Bir de tabi sevgili Annemin de çok severek izlediği tonla dizi var ama dün akşam onlara bakacak vakit kalmadı. Göremedim ama eminim ben doğduğumdan beri televizyonda olan “arka sıradakiler” ve “arka sokaklar” dizileri halen oynuyordur. Bunlar yıllardır televizyonda olduğuna göre demek ki yıllardır birileri bunları izliyor.

Az daha unutuyordum, bir de “O ses Türkiye Çocuklar” diye bir program var. O programı da sevmedim. Birazcık seyrettim ve bana doğal gelmedi. Programın yapısında ve akışında samimi olmayan bir şey var.

Bugün Cuma. Şimdi bu akşamdan başlayarak, Pazartesi gecesi de dahil olmak üzere, ortamı germe sırası futbol yorumcularında. Hafta 7 gün ve bu 7 günün 4 akşamında futbol yorum programı var.

Üzülerek söylemeliyim ki hiçbir kanalda kültüre, sanata, yönelik bir program yok. Sanata en çok yakınlaşacağınız yer Kral TV. İnsanlar ellerindeki, avuçlarında ki paraları kolayca kaybedebilsin diye bütün gün at yarışı gösteren bir kanal bile var.
Bizler izlediğimiz müddetçe de, bu saçma sapan programlar yayında kalmaya devam edecek.

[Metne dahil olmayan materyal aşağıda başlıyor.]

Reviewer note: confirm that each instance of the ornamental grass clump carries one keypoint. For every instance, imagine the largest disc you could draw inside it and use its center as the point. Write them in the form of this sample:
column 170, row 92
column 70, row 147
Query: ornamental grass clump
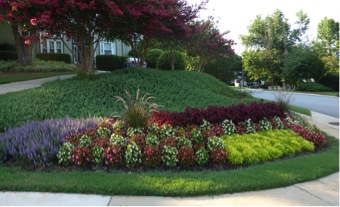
column 137, row 109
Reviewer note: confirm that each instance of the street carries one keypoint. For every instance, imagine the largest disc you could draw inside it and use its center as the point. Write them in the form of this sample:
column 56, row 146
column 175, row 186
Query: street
column 327, row 105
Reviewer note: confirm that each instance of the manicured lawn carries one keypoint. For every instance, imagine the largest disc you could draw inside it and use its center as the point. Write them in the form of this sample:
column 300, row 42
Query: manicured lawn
column 206, row 182
column 6, row 77
column 174, row 91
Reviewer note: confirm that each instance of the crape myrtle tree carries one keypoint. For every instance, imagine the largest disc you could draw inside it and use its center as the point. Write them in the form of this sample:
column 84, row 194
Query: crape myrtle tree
column 302, row 63
column 207, row 42
column 23, row 17
column 146, row 22
column 327, row 44
column 85, row 21
column 269, row 41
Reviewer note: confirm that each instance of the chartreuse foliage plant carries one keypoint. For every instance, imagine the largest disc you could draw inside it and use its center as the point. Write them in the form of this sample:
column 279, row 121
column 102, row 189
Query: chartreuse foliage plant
column 264, row 146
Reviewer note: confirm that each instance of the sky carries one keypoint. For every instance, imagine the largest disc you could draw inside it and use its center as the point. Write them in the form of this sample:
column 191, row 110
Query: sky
column 235, row 16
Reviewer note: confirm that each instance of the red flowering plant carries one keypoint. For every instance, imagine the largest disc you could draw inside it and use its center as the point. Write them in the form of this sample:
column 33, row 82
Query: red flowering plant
column 151, row 156
column 139, row 139
column 186, row 156
column 218, row 129
column 113, row 155
column 169, row 141
column 81, row 156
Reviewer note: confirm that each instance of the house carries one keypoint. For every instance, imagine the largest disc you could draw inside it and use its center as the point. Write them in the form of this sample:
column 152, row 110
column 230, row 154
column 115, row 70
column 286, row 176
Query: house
column 55, row 45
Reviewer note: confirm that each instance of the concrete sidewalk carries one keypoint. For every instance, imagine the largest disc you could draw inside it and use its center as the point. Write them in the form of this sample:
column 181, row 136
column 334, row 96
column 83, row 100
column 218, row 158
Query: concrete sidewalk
column 320, row 192
column 23, row 85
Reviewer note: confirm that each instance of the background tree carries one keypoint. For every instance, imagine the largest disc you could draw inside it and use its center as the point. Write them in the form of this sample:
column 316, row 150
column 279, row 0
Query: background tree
column 224, row 68
column 268, row 43
column 327, row 43
column 146, row 22
column 23, row 17
column 303, row 63
column 207, row 42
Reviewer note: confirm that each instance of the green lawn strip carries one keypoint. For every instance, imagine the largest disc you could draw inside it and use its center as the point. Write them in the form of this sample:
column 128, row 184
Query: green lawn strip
column 327, row 93
column 280, row 173
column 293, row 108
column 9, row 79
column 174, row 91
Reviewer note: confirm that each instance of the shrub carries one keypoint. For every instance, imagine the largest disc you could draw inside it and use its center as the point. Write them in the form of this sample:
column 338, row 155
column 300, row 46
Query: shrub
column 228, row 127
column 81, row 156
column 169, row 156
column 58, row 57
column 152, row 57
column 215, row 143
column 318, row 139
column 283, row 99
column 85, row 141
column 65, row 153
column 119, row 140
column 186, row 156
column 137, row 110
column 196, row 136
column 133, row 155
column 113, row 155
column 202, row 156
column 217, row 114
column 151, row 156
column 265, row 124
column 38, row 142
column 8, row 55
column 97, row 155
column 152, row 140
column 110, row 62
column 103, row 131
column 250, row 128
column 164, row 61
column 183, row 141
column 139, row 139
column 219, row 156
column 312, row 87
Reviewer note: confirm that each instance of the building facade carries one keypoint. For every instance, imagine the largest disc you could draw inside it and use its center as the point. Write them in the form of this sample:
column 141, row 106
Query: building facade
column 56, row 45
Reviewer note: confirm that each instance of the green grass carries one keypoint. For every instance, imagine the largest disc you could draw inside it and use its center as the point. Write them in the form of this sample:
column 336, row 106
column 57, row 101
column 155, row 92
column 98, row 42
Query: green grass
column 280, row 173
column 5, row 78
column 174, row 90
column 326, row 93
column 300, row 110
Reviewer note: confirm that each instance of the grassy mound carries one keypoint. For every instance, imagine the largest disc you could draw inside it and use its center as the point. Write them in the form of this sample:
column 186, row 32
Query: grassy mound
column 174, row 90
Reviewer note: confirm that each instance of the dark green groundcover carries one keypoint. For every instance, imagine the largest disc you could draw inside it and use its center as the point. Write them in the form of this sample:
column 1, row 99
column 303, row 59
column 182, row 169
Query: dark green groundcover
column 275, row 174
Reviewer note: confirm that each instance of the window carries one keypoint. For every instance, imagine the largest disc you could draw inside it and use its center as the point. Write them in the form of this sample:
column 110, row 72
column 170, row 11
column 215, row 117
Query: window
column 107, row 48
column 51, row 46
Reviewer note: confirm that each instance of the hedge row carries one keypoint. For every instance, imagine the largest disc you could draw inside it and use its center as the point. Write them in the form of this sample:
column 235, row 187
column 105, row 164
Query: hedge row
column 216, row 114
column 110, row 62
column 54, row 57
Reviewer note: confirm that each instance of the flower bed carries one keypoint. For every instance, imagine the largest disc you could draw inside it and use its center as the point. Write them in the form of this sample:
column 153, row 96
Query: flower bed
column 184, row 144
column 39, row 142
column 169, row 146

Rating uğruna yapılmayan program kalmamış…

Emin’in tavsiyesi televizyon izlemeyi biraz azaltıp, kitap okumayı biraz arttırmamız yönündedir. İnanın 24 saat kitap okusanız bitmeyecek kadar çok güzel kitaplar var…  Ben sürekli okuyorum ama okunacak kitaplar listemde hiç azalmıyor.